When to use: Any time you pick or review encryption, signing, authentication, or access controls. Treat full design disclosure as the threat-model default. Claude Shannon’s shorthand applies: assume the enemy knows the system.
When to skip: Never as a principle. You may still layer operational controls (firewalls, access logging, least privilege). Those are defense in depth, not a substitute for a secret algorithm.

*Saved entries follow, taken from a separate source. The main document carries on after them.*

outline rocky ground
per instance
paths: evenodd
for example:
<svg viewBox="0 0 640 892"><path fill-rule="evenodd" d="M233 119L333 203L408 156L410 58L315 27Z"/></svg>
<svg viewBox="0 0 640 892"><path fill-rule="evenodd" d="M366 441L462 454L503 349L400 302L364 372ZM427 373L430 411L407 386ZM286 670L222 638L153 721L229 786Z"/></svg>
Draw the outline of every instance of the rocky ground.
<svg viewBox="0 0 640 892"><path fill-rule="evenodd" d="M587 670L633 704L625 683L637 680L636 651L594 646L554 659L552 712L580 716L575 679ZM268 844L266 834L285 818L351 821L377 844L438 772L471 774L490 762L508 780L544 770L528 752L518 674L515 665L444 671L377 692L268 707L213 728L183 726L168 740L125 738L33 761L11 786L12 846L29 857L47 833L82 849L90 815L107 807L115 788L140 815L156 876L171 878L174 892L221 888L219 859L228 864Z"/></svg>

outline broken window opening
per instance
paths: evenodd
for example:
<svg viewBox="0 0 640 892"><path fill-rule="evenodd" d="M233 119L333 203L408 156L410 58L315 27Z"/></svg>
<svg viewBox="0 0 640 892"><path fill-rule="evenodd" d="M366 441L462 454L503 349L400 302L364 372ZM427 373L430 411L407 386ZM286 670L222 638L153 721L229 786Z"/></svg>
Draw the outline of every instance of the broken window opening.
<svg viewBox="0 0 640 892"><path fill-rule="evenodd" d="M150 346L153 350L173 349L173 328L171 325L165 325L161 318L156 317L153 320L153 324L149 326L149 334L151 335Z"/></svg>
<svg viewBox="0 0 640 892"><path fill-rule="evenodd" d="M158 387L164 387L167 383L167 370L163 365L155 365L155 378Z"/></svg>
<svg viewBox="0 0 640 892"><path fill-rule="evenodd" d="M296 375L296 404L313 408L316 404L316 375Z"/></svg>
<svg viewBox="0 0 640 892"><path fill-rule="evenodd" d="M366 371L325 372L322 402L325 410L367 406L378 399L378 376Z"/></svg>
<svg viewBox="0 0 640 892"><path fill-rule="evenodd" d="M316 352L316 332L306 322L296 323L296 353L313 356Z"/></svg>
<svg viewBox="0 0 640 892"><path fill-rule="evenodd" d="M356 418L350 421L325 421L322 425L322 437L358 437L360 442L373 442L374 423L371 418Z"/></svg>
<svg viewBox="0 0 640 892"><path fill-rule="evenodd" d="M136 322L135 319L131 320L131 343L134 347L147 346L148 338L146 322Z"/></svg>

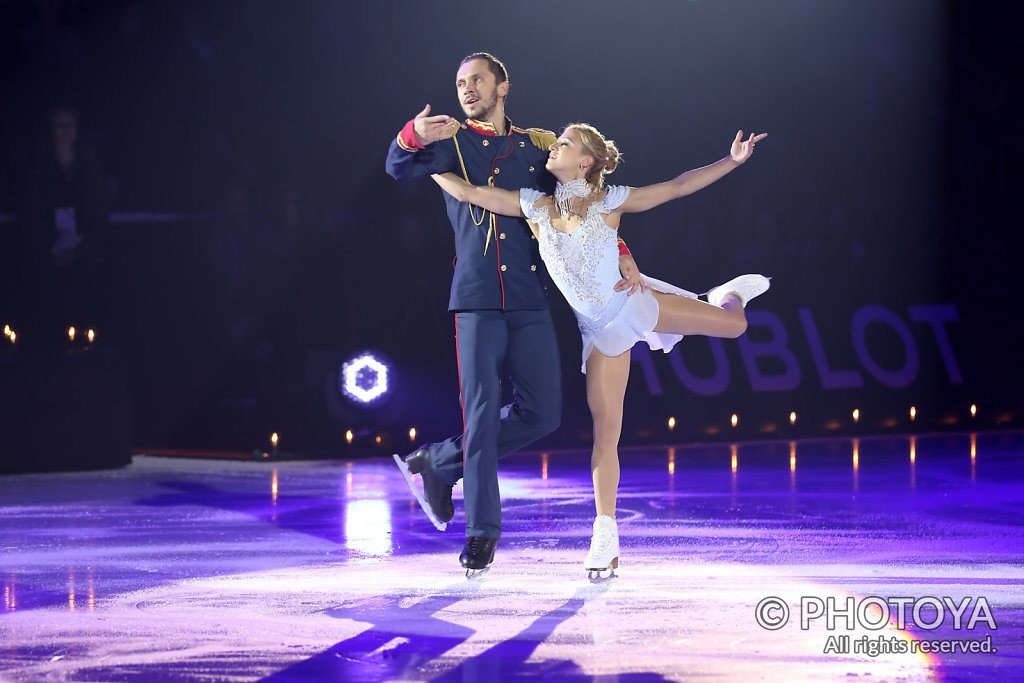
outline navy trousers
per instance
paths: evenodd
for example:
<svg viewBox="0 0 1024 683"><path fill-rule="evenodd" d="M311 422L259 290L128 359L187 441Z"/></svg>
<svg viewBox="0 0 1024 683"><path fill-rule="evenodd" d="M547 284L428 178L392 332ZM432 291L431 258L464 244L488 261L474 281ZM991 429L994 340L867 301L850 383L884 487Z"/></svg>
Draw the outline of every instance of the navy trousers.
<svg viewBox="0 0 1024 683"><path fill-rule="evenodd" d="M562 419L562 372L551 313L461 311L455 314L465 431L430 444L441 479L463 479L466 536L501 536L498 459L554 431ZM501 373L512 403L501 406Z"/></svg>

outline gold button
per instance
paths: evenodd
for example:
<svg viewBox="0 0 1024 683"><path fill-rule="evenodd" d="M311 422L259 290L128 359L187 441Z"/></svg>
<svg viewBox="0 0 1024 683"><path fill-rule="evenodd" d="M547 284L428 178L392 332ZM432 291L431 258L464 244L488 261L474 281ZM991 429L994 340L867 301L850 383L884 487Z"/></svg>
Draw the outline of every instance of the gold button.
<svg viewBox="0 0 1024 683"><path fill-rule="evenodd" d="M499 240L505 239L505 233L501 233L500 235L498 235L498 239Z"/></svg>
<svg viewBox="0 0 1024 683"><path fill-rule="evenodd" d="M533 166L530 167L530 173L533 173Z"/></svg>
<svg viewBox="0 0 1024 683"><path fill-rule="evenodd" d="M484 147L486 147L486 146L487 146L487 145L489 145L489 144L491 144L491 141L490 141L490 140L484 140Z"/></svg>
<svg viewBox="0 0 1024 683"><path fill-rule="evenodd" d="M499 173L501 173L501 169L500 168L494 169L494 175L498 175Z"/></svg>
<svg viewBox="0 0 1024 683"><path fill-rule="evenodd" d="M526 147L526 143L525 143L525 142L523 142L522 140L520 140L520 141L519 141L519 146L520 146L520 147Z"/></svg>
<svg viewBox="0 0 1024 683"><path fill-rule="evenodd" d="M535 240L535 239L537 239L537 236L536 235L530 235L530 239L531 240Z"/></svg>
<svg viewBox="0 0 1024 683"><path fill-rule="evenodd" d="M530 266L530 270L537 270L537 266Z"/></svg>
<svg viewBox="0 0 1024 683"><path fill-rule="evenodd" d="M501 269L505 270L505 264L504 263L501 264Z"/></svg>

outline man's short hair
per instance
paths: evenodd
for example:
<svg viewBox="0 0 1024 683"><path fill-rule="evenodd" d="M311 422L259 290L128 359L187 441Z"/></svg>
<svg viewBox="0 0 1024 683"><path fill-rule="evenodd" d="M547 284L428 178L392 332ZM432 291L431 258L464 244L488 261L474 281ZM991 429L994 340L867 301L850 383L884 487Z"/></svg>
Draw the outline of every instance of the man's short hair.
<svg viewBox="0 0 1024 683"><path fill-rule="evenodd" d="M505 65L501 63L500 59L489 52L474 52L471 55L466 55L459 62L459 66L461 67L466 62L472 62L474 59L482 59L487 62L487 68L494 74L496 84L504 83L508 80L508 70L505 68Z"/></svg>

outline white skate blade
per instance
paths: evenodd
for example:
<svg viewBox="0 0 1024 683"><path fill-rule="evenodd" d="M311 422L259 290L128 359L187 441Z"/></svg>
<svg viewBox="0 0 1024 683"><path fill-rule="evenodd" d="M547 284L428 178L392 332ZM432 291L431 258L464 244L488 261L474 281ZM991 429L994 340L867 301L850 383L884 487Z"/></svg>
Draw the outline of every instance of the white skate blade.
<svg viewBox="0 0 1024 683"><path fill-rule="evenodd" d="M416 488L416 484L412 481L412 472L409 471L409 466L405 464L405 461L402 460L401 457L399 457L398 453L392 454L391 457L395 459L395 464L398 465L398 471L402 473L403 477L405 477L405 483L409 485L409 490L412 491L412 495L416 496L416 501L420 504L420 507L423 508L423 512L427 514L427 519L430 520L430 523L433 524L438 531L444 531L447 529L448 523L442 522L437 518L434 511L430 509L429 505L427 505L427 501L423 497L423 494L420 493L418 488Z"/></svg>
<svg viewBox="0 0 1024 683"><path fill-rule="evenodd" d="M605 572L608 573L605 574ZM614 567L608 567L606 569L587 570L587 580L589 580L590 583L604 583L606 581L611 581L612 579L617 578L619 578L619 575L615 573Z"/></svg>

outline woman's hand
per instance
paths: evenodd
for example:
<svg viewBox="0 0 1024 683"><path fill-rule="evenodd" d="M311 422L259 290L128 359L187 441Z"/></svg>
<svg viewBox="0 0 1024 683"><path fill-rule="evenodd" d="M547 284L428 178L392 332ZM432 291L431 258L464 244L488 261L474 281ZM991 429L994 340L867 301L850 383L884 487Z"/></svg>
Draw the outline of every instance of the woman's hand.
<svg viewBox="0 0 1024 683"><path fill-rule="evenodd" d="M640 269L636 267L636 261L632 256L626 254L619 256L619 273L622 275L622 279L615 283L616 292L628 289L627 296L633 296L637 287L641 292L647 291L647 283L640 276Z"/></svg>
<svg viewBox="0 0 1024 683"><path fill-rule="evenodd" d="M754 143L760 142L768 137L768 133L761 133L760 135L750 134L750 137L743 140L743 131L736 133L736 139L732 141L732 149L729 151L729 156L737 164L742 164L744 161L750 158L750 155L754 153Z"/></svg>

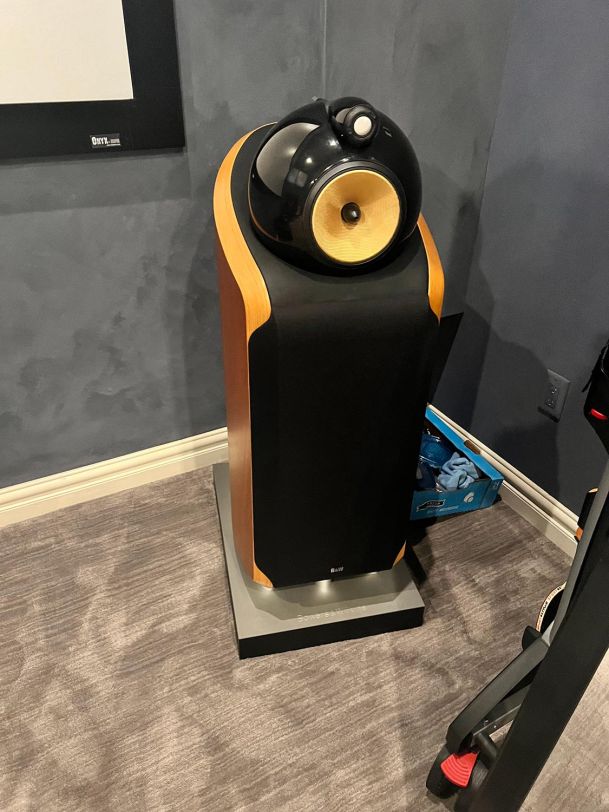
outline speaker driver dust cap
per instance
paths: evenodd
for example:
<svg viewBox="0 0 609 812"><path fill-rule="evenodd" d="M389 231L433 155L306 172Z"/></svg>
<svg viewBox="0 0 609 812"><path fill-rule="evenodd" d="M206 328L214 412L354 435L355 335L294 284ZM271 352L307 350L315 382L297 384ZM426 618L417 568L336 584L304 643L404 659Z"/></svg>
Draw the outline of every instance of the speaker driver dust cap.
<svg viewBox="0 0 609 812"><path fill-rule="evenodd" d="M311 230L334 262L369 262L392 243L400 224L400 198L379 172L354 169L334 177L313 202Z"/></svg>

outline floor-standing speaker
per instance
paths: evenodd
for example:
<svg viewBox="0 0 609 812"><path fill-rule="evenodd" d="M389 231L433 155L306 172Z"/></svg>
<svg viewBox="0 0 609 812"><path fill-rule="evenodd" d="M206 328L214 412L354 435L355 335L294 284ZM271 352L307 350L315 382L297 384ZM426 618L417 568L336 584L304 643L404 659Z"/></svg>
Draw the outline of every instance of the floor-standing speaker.
<svg viewBox="0 0 609 812"><path fill-rule="evenodd" d="M401 560L444 277L413 148L358 98L245 135L214 216L233 534L267 587Z"/></svg>

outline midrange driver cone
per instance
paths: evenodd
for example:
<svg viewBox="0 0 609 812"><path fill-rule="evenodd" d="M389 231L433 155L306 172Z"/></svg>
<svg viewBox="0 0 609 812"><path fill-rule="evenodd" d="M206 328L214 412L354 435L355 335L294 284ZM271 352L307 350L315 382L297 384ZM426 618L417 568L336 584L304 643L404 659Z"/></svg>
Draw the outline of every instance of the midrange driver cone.
<svg viewBox="0 0 609 812"><path fill-rule="evenodd" d="M334 262L360 264L374 259L393 242L401 204L393 184L369 169L343 172L315 198L313 238Z"/></svg>

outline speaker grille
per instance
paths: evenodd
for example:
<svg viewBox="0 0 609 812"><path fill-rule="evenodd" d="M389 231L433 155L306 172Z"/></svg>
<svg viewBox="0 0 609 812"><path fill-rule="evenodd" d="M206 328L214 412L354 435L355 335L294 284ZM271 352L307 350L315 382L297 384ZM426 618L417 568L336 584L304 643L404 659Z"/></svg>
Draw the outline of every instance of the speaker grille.
<svg viewBox="0 0 609 812"><path fill-rule="evenodd" d="M357 222L343 219L343 208L349 203L359 207ZM370 169L354 169L322 188L313 203L311 229L326 256L343 265L356 265L389 247L400 213L400 198L386 177Z"/></svg>

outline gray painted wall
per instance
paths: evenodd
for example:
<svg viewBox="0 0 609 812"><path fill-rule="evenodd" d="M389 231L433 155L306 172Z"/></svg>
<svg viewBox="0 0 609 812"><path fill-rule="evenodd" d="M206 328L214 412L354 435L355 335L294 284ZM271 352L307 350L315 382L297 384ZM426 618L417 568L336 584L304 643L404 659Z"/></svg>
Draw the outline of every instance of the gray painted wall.
<svg viewBox="0 0 609 812"><path fill-rule="evenodd" d="M324 92L369 97L419 154L466 308L438 405L571 507L595 482L577 390L609 326L607 5L325 5L176 0L185 154L2 167L0 486L223 425L213 178ZM574 382L559 424L547 366Z"/></svg>
<svg viewBox="0 0 609 812"><path fill-rule="evenodd" d="M213 180L320 95L323 2L176 10L186 153L1 168L0 486L225 423Z"/></svg>
<svg viewBox="0 0 609 812"><path fill-rule="evenodd" d="M605 461L581 389L609 334L609 5L518 0L467 291L437 402L577 511ZM559 423L545 370L572 381Z"/></svg>
<svg viewBox="0 0 609 812"><path fill-rule="evenodd" d="M580 390L609 332L609 6L380 11L329 3L328 95L385 108L421 161L446 311L465 309L436 403L577 510L604 461ZM573 382L558 424L537 410L548 367Z"/></svg>
<svg viewBox="0 0 609 812"><path fill-rule="evenodd" d="M368 98L407 133L423 213L462 305L513 0L330 0L327 94Z"/></svg>

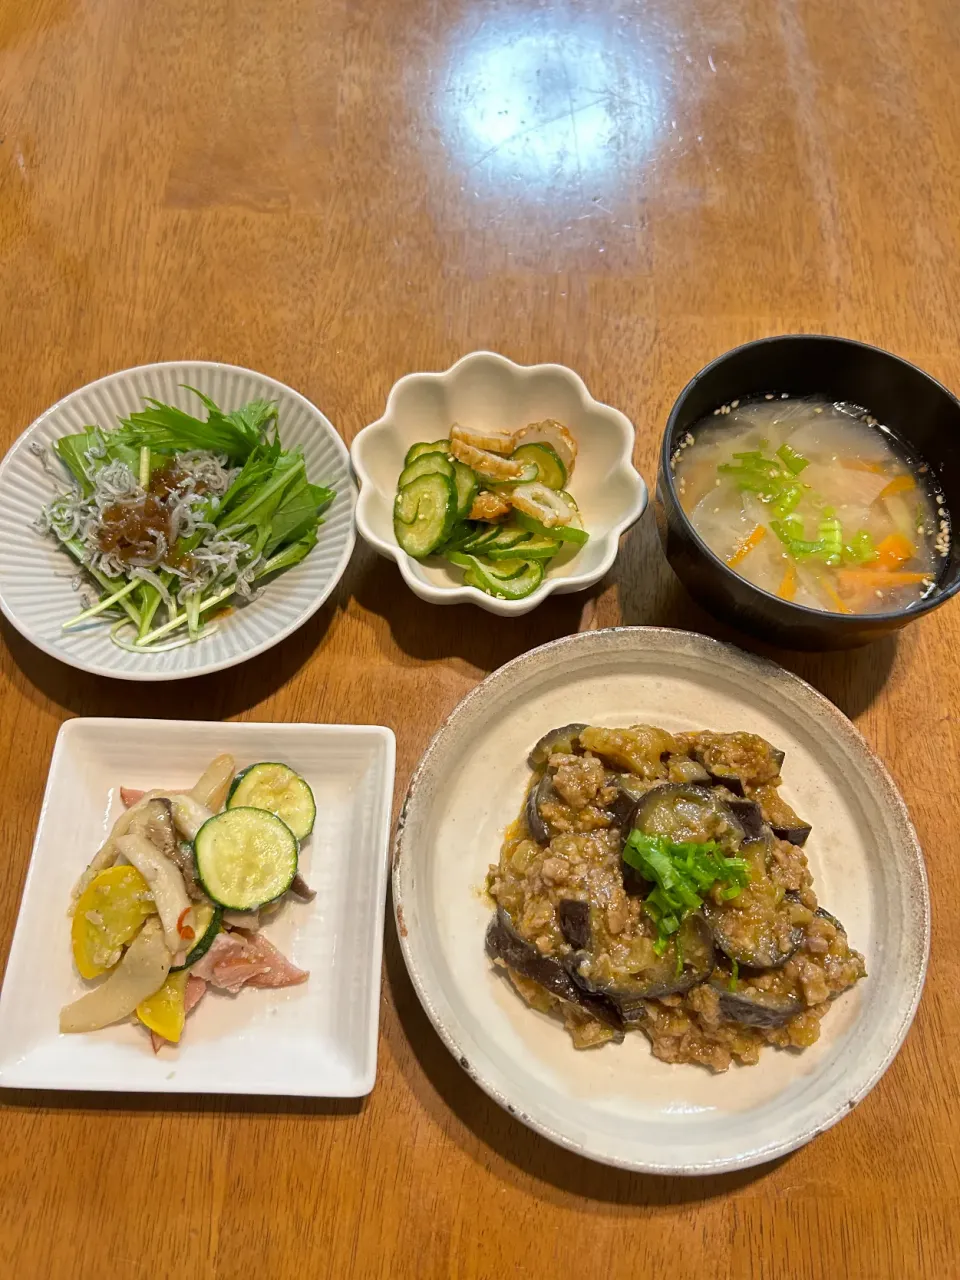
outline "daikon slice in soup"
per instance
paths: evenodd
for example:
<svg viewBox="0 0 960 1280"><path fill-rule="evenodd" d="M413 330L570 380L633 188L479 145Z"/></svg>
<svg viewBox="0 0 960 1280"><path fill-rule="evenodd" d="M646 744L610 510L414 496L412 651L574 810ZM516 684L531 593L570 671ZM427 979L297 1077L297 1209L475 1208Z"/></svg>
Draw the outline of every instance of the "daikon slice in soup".
<svg viewBox="0 0 960 1280"><path fill-rule="evenodd" d="M671 460L680 504L754 586L830 613L885 613L934 590L950 517L926 463L864 410L732 401Z"/></svg>

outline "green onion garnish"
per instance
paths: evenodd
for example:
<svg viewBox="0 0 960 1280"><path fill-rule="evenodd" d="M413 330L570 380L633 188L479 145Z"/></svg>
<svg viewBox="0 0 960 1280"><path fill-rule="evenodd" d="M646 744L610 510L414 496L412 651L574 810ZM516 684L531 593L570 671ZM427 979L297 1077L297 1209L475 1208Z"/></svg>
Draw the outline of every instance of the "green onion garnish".
<svg viewBox="0 0 960 1280"><path fill-rule="evenodd" d="M677 843L666 836L631 831L623 846L623 860L654 886L644 907L657 927L653 945L659 956L687 916L703 906L704 896L714 885L722 886L721 896L729 901L750 879L744 859L727 857L712 840ZM678 963L682 967L682 956Z"/></svg>

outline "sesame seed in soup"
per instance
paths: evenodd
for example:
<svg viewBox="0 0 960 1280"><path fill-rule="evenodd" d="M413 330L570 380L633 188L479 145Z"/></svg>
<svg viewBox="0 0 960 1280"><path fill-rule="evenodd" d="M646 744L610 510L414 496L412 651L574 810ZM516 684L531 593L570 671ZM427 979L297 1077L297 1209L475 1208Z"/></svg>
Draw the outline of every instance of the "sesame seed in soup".
<svg viewBox="0 0 960 1280"><path fill-rule="evenodd" d="M699 537L772 595L859 614L936 589L951 539L943 495L929 465L861 408L731 400L685 435L671 469Z"/></svg>

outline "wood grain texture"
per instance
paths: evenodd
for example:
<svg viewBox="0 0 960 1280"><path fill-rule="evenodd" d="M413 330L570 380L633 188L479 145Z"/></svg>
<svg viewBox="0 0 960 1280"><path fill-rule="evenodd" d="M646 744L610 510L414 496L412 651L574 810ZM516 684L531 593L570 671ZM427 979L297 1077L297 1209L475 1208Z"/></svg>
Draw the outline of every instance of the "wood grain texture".
<svg viewBox="0 0 960 1280"><path fill-rule="evenodd" d="M110 370L251 365L349 439L411 369L558 360L638 429L791 330L960 386L953 0L4 0L0 445ZM653 522L587 596L430 609L359 549L278 650L128 688L0 647L0 957L73 715L371 721L398 796L486 672L580 627L730 638ZM841 656L777 655L853 716L923 841L933 957L874 1092L743 1175L633 1177L519 1126L443 1049L388 925L362 1104L2 1099L0 1273L815 1280L960 1274L960 609Z"/></svg>

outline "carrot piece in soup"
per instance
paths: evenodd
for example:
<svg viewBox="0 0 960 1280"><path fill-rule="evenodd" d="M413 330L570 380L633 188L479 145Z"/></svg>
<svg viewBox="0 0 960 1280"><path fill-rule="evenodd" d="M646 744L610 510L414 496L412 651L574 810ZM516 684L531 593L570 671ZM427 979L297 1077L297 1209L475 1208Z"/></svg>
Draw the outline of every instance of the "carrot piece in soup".
<svg viewBox="0 0 960 1280"><path fill-rule="evenodd" d="M874 569L899 569L902 564L912 560L917 548L902 533L888 533L877 543L877 558L873 562Z"/></svg>
<svg viewBox="0 0 960 1280"><path fill-rule="evenodd" d="M763 541L763 536L767 532L766 525L758 524L750 530L745 538L737 543L731 555L727 556L727 564L731 569L735 568L741 561L746 560L751 551Z"/></svg>
<svg viewBox="0 0 960 1280"><path fill-rule="evenodd" d="M780 580L780 586L777 588L777 595L781 600L793 600L797 594L797 569L796 565L788 564L783 577Z"/></svg>
<svg viewBox="0 0 960 1280"><path fill-rule="evenodd" d="M909 493L911 489L916 487L917 482L913 476L894 476L890 483L880 490L879 496L881 498L892 498L895 493Z"/></svg>

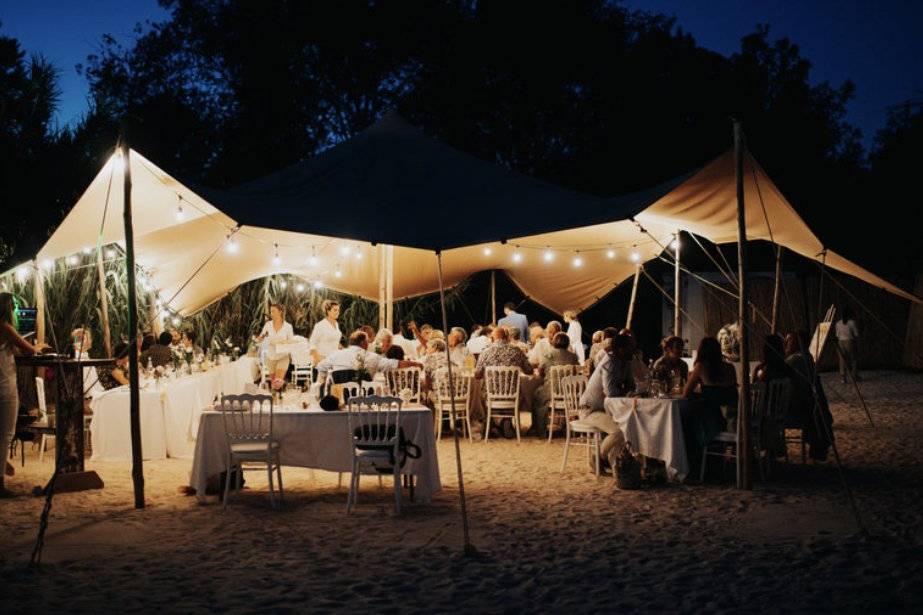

| Situation | Garden stance |
|---|---|
| Choosing TLS ciphers, password hashes, or token formats | Adopt public, peer-reviewed algorithms |
| Vendor offers a proprietary cipher you cannot audit | Hold until they publish specs or you can verify independently |
| Hiding an API path or admin URL as the main control | Reject. That is security through obscurity, not Kerckhoffs |
Pairs with: Zero Trust Network Architecture (verify every request; do not trust network location). Policy as Code and SARIF for repeatable gates in DevSecOps pipelines.
Details
Origin and Formulation
Auguste Kerckhoffs published six desiderata for military ciphers in 1883. The principle above is the second. Modern crypto restates it as: only the key should be secret; the algorithm may be public.
What Counts as the Key
| Secret material | Role |
|---|---|
| Symmetric encryption key | Protects confidentiality |
| Private signing key | Proves origin and integrity |
| API token, session secret, password | Authenticates a caller or user |
| Salt (password storage) | Not a key. May be public; it slows rainbow tables |
Operational secrecy still matters. You do not publish live key material. Kerckhoffs asks what happens if the mechanism is exposed, not whether you should leak keys on purpose.
Modern Applications
- TLS and messaging: AES, ChaCha20, RSA, and ECDSA are public algorithms. Security rests on key length and correct implementation.
- Password storage: bcrypt, scrypt, and Argon2 are public. The hash output can leak; the password must not.
- App secrets: Rotate API keys and signing secrets. Do not rely on an obscure endpoint path as the control.
Common Violations
- Custom or “military grade” ciphers with no public specification
- Hard-coded secrets in source control (the secret became part of a brittle, non-rotatable design)
- Security reviews that assume attackers will never see your architecture diagrams
- Treating “no one knows our URL” as equivalent to authentication
Related Ideas (Not the Same)
- Security through obscurity: Hiding design or implementation instead of using sound crypto. Fragile when the secret leaks once.
- Defense in depth: Multiple independent controls. Compatible with Kerckhoffs when each layer does not depend on hidden mechanics.
- Zero Trust Network Architecture: Architectural stance that complements algorithmic openness. Assume breach; verify explicitly.